Evaluation and Results

The paper provides extensive validation of CIE XYZ Net on several low-level vision tasks:

  • Image Denoising: The method demonstrated clear improvements over traditional methods using datasets such as the smartphone image denoising dataset (SIDD).
  • Motion Deblurring: CIE XYZ Net proved advantageous in reducing artifacts and enhancing the sharpness of images compared to sRGB processed images.
  • Defocus Blur Detection and Image Dehazing: The approach provides better performance metrics compared to processing directly in sRGB or other linearization approaches such as standard XYZ mapping.
  • Raw-RGB Image Reconstruction: The research indicates that reconstructing images in a device-independent CIE XYZ space allows for generalized workflows without dependency on the specific sensor properties, enhancing the flexibility in applications like synthetic raw generation for improving illuminant estimation.

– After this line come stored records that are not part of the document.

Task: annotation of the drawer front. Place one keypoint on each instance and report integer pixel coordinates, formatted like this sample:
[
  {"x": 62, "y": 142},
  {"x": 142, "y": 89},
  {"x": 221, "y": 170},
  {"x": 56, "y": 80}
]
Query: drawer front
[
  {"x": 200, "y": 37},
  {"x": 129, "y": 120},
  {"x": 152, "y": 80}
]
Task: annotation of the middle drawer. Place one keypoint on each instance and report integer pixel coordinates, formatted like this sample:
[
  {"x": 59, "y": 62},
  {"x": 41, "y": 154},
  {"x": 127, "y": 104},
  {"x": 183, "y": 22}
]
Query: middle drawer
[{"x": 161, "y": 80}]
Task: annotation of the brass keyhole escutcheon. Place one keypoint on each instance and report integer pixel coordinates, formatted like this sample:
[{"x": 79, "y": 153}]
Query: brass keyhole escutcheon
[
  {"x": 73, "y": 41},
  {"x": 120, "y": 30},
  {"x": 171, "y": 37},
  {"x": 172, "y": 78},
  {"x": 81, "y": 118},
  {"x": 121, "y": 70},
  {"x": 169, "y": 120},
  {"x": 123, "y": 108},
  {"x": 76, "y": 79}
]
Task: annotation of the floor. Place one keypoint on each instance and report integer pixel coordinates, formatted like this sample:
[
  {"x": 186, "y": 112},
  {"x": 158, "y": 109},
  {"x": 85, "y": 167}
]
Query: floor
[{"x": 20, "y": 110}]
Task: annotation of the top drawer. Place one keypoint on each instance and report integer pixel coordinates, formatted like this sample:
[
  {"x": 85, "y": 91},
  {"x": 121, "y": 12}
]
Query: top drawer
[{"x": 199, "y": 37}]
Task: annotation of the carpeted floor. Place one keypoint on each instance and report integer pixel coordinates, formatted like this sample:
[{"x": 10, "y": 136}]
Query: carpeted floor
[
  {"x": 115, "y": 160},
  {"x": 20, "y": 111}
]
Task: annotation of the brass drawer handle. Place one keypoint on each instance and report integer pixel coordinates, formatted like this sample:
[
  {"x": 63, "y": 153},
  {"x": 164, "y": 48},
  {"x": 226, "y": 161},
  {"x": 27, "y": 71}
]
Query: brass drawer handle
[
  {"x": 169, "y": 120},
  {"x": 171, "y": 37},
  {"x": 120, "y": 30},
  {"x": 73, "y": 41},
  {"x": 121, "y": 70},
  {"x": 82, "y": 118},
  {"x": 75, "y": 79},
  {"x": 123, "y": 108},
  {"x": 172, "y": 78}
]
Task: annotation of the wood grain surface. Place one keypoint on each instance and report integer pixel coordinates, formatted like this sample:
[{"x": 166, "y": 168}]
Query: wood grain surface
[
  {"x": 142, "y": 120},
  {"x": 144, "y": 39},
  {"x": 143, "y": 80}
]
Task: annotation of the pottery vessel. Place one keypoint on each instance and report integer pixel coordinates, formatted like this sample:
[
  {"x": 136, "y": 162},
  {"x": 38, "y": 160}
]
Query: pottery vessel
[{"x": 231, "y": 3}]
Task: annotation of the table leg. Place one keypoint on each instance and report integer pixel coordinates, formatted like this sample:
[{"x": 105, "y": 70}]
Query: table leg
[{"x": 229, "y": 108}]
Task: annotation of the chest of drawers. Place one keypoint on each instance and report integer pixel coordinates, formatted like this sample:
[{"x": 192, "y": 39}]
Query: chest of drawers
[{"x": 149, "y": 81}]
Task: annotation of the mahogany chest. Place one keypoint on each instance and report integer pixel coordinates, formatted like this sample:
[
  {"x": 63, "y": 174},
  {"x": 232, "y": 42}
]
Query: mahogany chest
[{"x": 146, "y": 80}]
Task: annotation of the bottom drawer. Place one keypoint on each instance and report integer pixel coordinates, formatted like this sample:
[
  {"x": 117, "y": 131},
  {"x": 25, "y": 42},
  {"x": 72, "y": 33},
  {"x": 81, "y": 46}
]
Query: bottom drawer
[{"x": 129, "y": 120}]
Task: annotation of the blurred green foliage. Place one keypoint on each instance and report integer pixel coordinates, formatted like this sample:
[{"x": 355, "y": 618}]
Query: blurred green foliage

Implications and Future Directions

The implications of standardizing images in the CIE XYZ color space are significant for both practical and theoretical advancements in computer vision. By freeing machine learning models from the constraints of sensor-specific dependencies, this approach allows broader applicability and improved accuracy across diverse imaging devices. It suggests a shift toward more unified frameworks in image processing, potentially simplifying model training and enhancing adaptability.

Future developments may examine the application of CIE XYZ Net to other imaging tasks where linear image characteristics could improve outcomes, including super-resolution tasks and other scene-understanding challenges. Additionally, exploring algorithm efficiency and computational resource management in large-scale deployments will be critical for integration into real-world applications.

In conclusion, CIE XYZ Net marks a substantial contribution to advancing low-level computer vision tasks, providing a versatile and effective framework by leveraging the canonical CIE XYZ color space. The proposed system significantly enhances performance and accuracy compared to traditional sRGB-based processing methods, showcasing strong potential across various domains within computer vision.